En esta nueva casa que no es tan nueva (es de Las Lomas de los años cuarenta) los calentadores no sirven, los grifos están atascados, la madera del piso hace ruido y está astillada, las paredes requieren pintura, no hay suficientes instalaciones eléctricas y el patio está en decadencia. Por añadidura, la casa colinda con una escuela de kínder y primaria. Habría que decir que aquí viví de 1983 hasta que nos mudamos a la colonia Roma. La principal ventaja es que no hay que pagar renta, pero sí el gas, la luz, el agua y el predial.

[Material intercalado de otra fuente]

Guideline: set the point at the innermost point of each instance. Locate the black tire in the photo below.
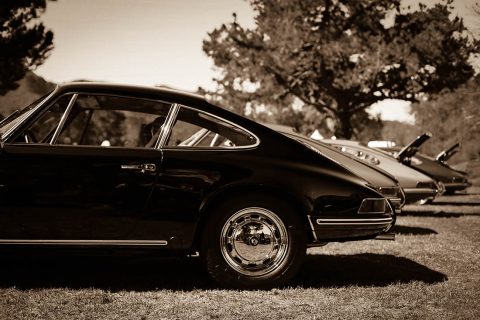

Esta casa posee una historia muy particular y entrañable para mí. Aquí vivió, hace muchos años, el marido de Antonieta Rivas Mercado, Albert Edward Blair. Muy amigo de la familia Madero, vino a México a apoyarla durante la Revolución. Albert, ingeniero inglés, muy conservador y de ideas fijas, conoció a Antonieta de 18 años en una fiesta de Evaristo Madero. A pesar de que eran muy diferentes, se casaron, y ambos contribuyeron al desarrollo del fraccionamiento de Chapultepec Heights Company, el cual se convertiría en Las Lomas de Chapultepec, juntos dieron el nombre a las calles. Unos años después decidieron divorciarse. Tuvieron un hijo, Donald, quien se encontraba en Francia cuando Antonieta se suicidó en Notre Dame en París el 11 de febrero de 1931 a los 31 años de edad. Andando el tiempo, Albert ya mayor se fue a vivir a la casa en la que nos cambiamos, con su hijo Donald y con Kathryn Blair, autora del muy exitoso libro: A la sombra del Ángel. Aquí murió Albert pero su alma incorpórea en forma de fantasma siguió permaneciendo en la casa. Varios años mis hijos y yo convivimos con el fantasma, quien se manifestaba de mil maneras: tocaba el piano, pellizcaba a la servidumbre, me hacía perdedizas varias cosas, asustaba a Rigo el perro y otras diabluras. Ya me había hablado Kathryn Blair del fantasma de su suegro, de allí que me haya decidido a buscar un exorcista (recomendado por Guillermo Tovar). Vino, habló con mi hija y conmigo y nos dijo: “En efecto, siento una presencia, pero yo no puedo hacer nada, porque se trata de alguien muy filantrópico, alguien muy bondadoso. Lo que necesitan es llamar a un sacerdote para que bendiga la casa. Les sugiero, sin embargo, que no lo hagan porque las cuida”. Así lo hicimos y así ha sido hasta la fecha con todos los que habitaron la casa. Ahora nos toca a nosotros que Albert nos cuide hasta el final de nuestros días.
Estoy segura que aquí seremos los tres muy felices.